The Court's statements in the decision to approve the Amended Arrangement are further indicia of a paradigm shift in the approach to fairness opinions, particularly for competitive or contested deals. Canadian courts may start to expect American style disclosure with respect to fairness opinions, which typically provide shareholders with significantly more detailed facts, analysis and disclosure than current Canadian market practices. In addition, a fairness opinion provided on a success fee basis may be of little or no use in demonstrating to a court that an arrangement is fair.

A number of open questions remain in the wake of the InterOil decisions:

  • What level of management participation in negotiating a transaction is appropriate? Should this role be completely assumed by independent directors?
  • Can a board rely on a fairness opinion provided pursuant to a success fee when they have good corporate governance policies in place and adhere to them and/or there are no conflicts of interest?
  • What level of reserves or resource disclosure and evaluation/ valuation is required so that shareholders have adequate information to consider the transaction?
  • If a board of directors adheres to best corporate practices, how important are these other factors in an analysis of what is fair and reasonable?

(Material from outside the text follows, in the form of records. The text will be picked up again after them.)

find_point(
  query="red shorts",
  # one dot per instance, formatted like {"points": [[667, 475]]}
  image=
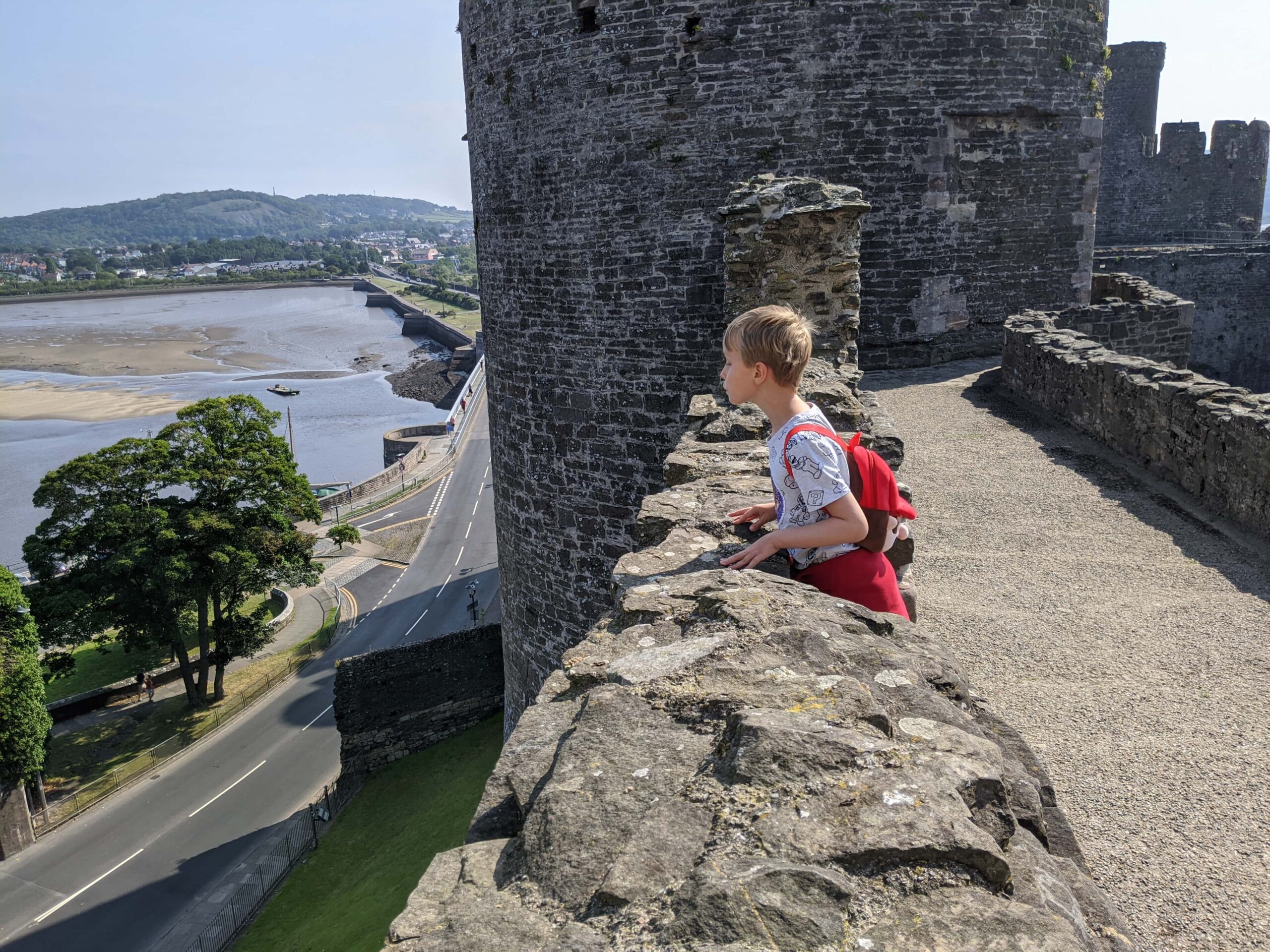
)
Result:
{"points": [[861, 577]]}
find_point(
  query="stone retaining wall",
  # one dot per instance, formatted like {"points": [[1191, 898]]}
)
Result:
{"points": [[733, 761], [394, 702], [1231, 290], [1206, 436]]}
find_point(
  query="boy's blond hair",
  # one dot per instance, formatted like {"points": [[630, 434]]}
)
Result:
{"points": [[775, 334]]}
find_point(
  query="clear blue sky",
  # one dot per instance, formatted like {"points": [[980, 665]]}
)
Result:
{"points": [[102, 102]]}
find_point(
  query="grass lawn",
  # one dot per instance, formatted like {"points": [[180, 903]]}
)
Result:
{"points": [[79, 758], [466, 321], [346, 894], [96, 669]]}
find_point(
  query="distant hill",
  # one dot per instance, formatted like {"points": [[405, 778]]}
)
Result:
{"points": [[384, 209], [201, 215]]}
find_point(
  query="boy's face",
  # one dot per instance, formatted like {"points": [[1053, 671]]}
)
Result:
{"points": [[740, 382]]}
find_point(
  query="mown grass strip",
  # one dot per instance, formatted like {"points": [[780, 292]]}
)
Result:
{"points": [[96, 668], [346, 894], [87, 756]]}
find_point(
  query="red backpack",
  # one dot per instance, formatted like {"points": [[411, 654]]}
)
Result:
{"points": [[873, 484]]}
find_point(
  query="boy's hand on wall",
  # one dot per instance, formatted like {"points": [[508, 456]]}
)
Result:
{"points": [[758, 516], [752, 555]]}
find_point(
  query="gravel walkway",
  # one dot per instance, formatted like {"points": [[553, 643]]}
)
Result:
{"points": [[1126, 639]]}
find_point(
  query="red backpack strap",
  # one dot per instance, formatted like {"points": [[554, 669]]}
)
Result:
{"points": [[824, 432]]}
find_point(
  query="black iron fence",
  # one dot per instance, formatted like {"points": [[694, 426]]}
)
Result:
{"points": [[302, 835]]}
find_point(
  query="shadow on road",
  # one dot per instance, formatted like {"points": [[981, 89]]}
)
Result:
{"points": [[121, 924]]}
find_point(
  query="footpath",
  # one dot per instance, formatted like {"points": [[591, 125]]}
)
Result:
{"points": [[1119, 631]]}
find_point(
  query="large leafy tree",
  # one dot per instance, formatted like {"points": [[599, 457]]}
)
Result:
{"points": [[23, 720], [119, 529], [239, 521]]}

While not binding, the decisions of the Yukon Courts may be persuasive in other Canadian jurisdictions. It is uncertain whether the courts in the Canadian provinces and other territories will follow the decisions of the Yukon court. Despite the uncertainty, in order to avoid potential deal-killing delays and court rejections, issuers will need to consider whether to follow the guidance provided by the Yukon courts that resulted in the Amended Arrangement.


1 Re InterOil Corporation, 2017 YKSC 16.

2 InterOil Corporation v. Mulacek, 2016 YKCA 14.

The content of this article is intended to provide a general guide to the subject matter. Specialist advice should be sought about your specific circumstances.